Al-Qaida says it hacked gay activists to death in Bangladesh

Bangladeshi Muslims carry the body of Xulhaz Mannan who was stabbed to death by unidentified assailants for his funeral in Dhaka, Bangladesh, Tuesday, April 26, 2016. The banned group Ansar-al Islam, the Bangladeshi branch of al-Qaida on the Indian subcontinent, has claimed responsibility for the killings of gay rights activist Mannan and his friend in the capital, Dhaka.

Bangladeshi Muslims carry the body of Xulhaz Mannan who was stabbed to death by unidentified assailants for his funeral in Dhaka, Bangladesh, Tuesday, April 26, 2016. The banned group Ansar-al Islam, the Bangladeshi branch of al-Qaida on the Indian subcontinent, has claimed responsibility for the killings of gay rights activist Mannan and his friend in the capital, Dhaka. (AP Photo)

NEW DELHI (AP) — Bangladesh’s prime minister vowed to hunt down and prosecute assailants who fatally stabbed two men, including a gay rights activist who also worked for the U.S. Agency for International Development.

Prime Minister Sheikh Hasina blamed the main opposition party and allied militants for Monday night’s killings.
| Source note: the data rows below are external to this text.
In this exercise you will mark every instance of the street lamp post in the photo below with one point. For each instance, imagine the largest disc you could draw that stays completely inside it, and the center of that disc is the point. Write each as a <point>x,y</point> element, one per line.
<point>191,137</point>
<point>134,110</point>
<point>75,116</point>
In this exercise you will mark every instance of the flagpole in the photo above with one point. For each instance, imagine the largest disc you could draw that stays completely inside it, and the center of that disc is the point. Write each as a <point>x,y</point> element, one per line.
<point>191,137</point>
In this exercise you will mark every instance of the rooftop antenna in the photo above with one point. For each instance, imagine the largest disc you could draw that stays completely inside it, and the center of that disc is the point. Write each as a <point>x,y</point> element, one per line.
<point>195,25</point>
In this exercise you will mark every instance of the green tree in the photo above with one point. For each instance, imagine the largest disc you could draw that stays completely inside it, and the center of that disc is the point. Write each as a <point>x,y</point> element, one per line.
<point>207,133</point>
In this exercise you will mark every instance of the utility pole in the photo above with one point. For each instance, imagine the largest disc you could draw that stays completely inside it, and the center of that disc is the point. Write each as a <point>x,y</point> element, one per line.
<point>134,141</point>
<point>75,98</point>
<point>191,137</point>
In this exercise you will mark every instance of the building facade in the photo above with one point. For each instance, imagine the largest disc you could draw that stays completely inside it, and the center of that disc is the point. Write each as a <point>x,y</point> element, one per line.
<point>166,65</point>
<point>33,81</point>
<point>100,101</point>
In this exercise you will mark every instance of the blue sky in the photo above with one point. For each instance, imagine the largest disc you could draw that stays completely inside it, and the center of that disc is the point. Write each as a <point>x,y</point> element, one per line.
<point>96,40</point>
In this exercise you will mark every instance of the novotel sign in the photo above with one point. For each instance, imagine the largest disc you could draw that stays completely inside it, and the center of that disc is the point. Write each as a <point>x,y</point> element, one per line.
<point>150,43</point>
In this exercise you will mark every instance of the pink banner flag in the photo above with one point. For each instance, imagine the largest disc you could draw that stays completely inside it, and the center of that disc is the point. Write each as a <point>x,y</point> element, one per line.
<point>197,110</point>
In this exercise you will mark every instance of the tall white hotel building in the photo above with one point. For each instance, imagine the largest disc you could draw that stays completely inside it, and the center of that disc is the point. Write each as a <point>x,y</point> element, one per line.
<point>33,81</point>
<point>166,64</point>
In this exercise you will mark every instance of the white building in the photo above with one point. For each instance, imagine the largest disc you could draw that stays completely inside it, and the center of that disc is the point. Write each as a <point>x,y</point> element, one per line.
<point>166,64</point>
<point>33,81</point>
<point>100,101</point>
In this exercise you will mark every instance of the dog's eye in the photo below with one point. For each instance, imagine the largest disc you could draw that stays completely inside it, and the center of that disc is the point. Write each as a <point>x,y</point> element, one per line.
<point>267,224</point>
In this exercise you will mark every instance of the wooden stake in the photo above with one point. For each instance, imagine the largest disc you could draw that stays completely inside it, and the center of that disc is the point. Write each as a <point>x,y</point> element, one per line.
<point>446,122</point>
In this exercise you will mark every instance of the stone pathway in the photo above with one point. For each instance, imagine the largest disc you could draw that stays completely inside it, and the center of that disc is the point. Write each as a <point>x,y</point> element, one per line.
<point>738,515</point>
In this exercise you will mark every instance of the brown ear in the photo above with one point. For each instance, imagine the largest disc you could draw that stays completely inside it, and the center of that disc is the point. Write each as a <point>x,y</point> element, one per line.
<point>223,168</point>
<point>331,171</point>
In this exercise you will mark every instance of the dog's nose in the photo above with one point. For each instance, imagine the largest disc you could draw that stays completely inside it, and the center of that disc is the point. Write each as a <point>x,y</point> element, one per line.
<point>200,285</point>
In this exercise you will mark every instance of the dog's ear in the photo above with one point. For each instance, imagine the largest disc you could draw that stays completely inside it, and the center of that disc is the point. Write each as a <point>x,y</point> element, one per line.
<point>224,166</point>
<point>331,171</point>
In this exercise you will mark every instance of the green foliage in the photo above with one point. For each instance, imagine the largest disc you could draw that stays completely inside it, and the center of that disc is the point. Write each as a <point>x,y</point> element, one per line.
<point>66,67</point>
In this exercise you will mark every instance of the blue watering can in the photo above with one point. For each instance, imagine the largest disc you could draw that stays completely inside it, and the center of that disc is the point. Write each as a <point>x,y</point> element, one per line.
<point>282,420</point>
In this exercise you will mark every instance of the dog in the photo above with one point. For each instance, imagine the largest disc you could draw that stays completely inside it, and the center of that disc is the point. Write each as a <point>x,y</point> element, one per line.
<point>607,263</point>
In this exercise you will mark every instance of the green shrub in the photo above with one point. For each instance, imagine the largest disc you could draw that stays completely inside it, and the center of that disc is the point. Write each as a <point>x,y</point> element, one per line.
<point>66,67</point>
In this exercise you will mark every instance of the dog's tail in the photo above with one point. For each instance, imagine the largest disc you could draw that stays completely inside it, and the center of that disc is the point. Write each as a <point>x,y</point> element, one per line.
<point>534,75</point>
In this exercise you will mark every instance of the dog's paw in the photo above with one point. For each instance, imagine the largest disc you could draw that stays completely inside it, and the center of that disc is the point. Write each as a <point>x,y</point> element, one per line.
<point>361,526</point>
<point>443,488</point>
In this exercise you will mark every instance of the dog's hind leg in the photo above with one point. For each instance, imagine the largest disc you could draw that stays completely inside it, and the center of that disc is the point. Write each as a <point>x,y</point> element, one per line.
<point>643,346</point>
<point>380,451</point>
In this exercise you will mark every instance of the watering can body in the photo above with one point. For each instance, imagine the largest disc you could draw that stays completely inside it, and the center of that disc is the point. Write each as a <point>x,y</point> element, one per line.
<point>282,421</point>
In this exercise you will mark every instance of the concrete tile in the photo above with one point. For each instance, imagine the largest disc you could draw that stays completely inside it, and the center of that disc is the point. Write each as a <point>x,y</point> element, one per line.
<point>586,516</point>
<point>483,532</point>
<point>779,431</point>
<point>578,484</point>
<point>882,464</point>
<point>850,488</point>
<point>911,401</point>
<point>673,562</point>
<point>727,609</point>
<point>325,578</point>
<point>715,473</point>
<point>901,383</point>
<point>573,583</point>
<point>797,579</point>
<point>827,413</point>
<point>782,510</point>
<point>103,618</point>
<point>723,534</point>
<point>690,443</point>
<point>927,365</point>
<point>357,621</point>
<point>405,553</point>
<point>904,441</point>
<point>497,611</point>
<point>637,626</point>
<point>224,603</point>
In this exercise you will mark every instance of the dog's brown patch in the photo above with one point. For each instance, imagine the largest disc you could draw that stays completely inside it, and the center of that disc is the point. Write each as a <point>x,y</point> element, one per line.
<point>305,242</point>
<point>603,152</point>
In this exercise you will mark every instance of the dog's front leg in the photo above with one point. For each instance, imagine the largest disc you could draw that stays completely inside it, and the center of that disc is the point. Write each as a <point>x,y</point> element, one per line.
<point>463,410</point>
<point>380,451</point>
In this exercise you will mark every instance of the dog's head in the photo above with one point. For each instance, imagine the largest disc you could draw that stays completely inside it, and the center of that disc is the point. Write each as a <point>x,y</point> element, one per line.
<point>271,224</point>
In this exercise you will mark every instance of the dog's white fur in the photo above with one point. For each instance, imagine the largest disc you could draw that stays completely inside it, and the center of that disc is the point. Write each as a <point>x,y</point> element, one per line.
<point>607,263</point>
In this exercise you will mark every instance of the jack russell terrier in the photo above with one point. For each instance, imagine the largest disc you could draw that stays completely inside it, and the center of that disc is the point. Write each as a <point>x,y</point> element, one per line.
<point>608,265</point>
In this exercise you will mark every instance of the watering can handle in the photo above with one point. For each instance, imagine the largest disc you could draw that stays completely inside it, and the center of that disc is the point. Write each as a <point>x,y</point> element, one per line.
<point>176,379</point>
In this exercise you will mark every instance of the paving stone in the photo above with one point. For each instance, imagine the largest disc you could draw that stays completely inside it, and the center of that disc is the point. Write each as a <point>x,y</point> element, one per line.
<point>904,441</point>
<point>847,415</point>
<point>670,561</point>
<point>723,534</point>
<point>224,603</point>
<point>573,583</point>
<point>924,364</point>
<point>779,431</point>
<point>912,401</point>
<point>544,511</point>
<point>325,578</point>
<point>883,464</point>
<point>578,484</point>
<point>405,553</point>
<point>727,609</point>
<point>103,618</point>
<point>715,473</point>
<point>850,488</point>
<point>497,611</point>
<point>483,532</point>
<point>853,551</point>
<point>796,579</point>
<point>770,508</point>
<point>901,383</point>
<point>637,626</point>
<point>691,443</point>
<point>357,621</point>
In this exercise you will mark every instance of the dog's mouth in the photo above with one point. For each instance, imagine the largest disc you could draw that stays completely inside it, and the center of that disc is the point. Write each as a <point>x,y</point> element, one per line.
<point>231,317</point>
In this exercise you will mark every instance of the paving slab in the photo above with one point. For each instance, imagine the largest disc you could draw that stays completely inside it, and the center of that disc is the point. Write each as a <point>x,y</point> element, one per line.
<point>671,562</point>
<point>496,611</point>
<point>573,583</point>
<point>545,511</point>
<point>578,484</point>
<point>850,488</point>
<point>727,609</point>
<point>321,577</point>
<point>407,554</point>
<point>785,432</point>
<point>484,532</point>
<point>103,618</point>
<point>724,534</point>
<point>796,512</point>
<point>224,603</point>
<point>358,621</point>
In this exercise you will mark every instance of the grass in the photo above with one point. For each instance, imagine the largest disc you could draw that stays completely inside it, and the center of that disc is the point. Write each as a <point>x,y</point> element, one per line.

But a different group of radical Islamists claimed responsibility Tuesday for the attack, raising doubts about Hasina’s repeated assurances that authorities have the security situation under control even as months of deadly attacks continue against outspoken atheists, moderates and foreigners.

The victims of the most recent attack were identified as USAID employee Xulhaz Mannan, who previously worked as a U.S. Embassy protocol officer, and his friend, theater actor Tanay Majumder.

Mannan, a cousin of former Foreign Minister Dipu Moni of the governing party, was also an editor of Bangladesh’s first gay rights magazine, Roopbaan. Majumder sometimes helped with the publishing, local media said.

The banned group Ansar-al Islam, the Bangladeshi branch of al-Qaida on the Indian subcontinent, claimed responsibility in a Twitter message Tuesday for what it called a “blessed attack.”

It said the two were killed because they were “pioneers of practicing and promoting homosexuality in Bangladesh” and were “working day and night to promote homosexuality … with the help of their masters, the U.S. crusaders and its Indian allies.”